David: I’d say there’s a difference between what we’re doing here, which is hyperlocal, versus what you see in the suburbs, where typically you’re going to get more chains. Consequently, that idea of knowing those customers and picking the right horses is really important. And I’ve picked some bad horses in my experience. You hopefully learn from some of those mistakes.
It’s definitely been difficult. I can’t tell you how many people have said, “Yeah, but it never really worked. It was on the wrong side of the highway. You’re just going to be another failed effort.” I’ve heard that so many times. But what you’re seeing now is a next generation coming in. I think that Bartell Zachry, whose original vision it was to restore this and create an entertainment and nightlife district 30 years ago, was on the right track. He just might have been a little bit early.

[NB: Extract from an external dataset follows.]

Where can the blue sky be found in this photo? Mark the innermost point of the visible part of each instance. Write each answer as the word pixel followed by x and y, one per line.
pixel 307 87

Q: What makes you think that this is the right time?
David: The migration back into the central core. It used to be that the only thing you had in downtown was that they were central business districts. They didn’t have housing, almost exclusively. Now you start to see the housing moving in. We don’t have enough, we don’t have nearly enough. We need so much more. But we’re definitely on track. Since Julian (Castro) became mayor up to now, we probably added 10,000 residents in the greater downtown area.
Michael: I think the other thing to mention is that we’re creating a district, and there’s not a whole lot of districts in San Antonio with unique offerings like what we’ve got. The Pearl has done a tremendous job of creating a district; Southtown has. This is going to have music, it’s going to have entertainment. We have a discotheque, we’ve got venues. I think people today want to experience things differently versus just in the suburbs.
David: At the end of the day, it’s about creating a vibrant 18-hour sustainable city. We’re trying to be competitive, frankly, with some of the other cities out there that are on a roll, like Denver and Nashville, Miami, places like that. My great hope for San Antonio is that at some point the word gets out. I’m not sure people understand how great it is here. We do! I’m not even sure some of the people living in San Antonio know how great
Q: We have a new City Council with members who are critical of the city’s practice of giving incentives for market-rate housing. Does that worry you?
David: Yes, I’m worried about it. It’s being portrayed as an either/or when it should be both/and. They’re conflating affordable housing with market-rate housing; we need more of both. One doesn’t come at the expense of the other.
Q: They might argue that when you build market-rate housing, new residents move in and the neighborhood becomes more expensive, driving the prior residents out.
David: That’s the basic gentrification argument. The answer is the most sustainable neighborhoods are mixed-income neighborhoods. You want to do affordable projects and market-rate projects in those neighborhoods. The people who own their homes, they’re actually great, they are actually benefited financially. Now, culturally, there can be some challenges to gentrification. We could probably go for about 10 hours on this. It’s super complicated and super contextual to the neighborhood.
I’m of the opinion that I’d rather see a city progress in terms of investment and renovation of those neighborhoods, rather than trying to restore them through subsidized housing. There’s just not enough money in the public sector to do that. And that’s usually the purview of the federal government, not local. So if all local government has the capacity to do is limit development, through regulatory environment or lack of incentives, then all they’re going to get is more of nothing. That’s what I worry about.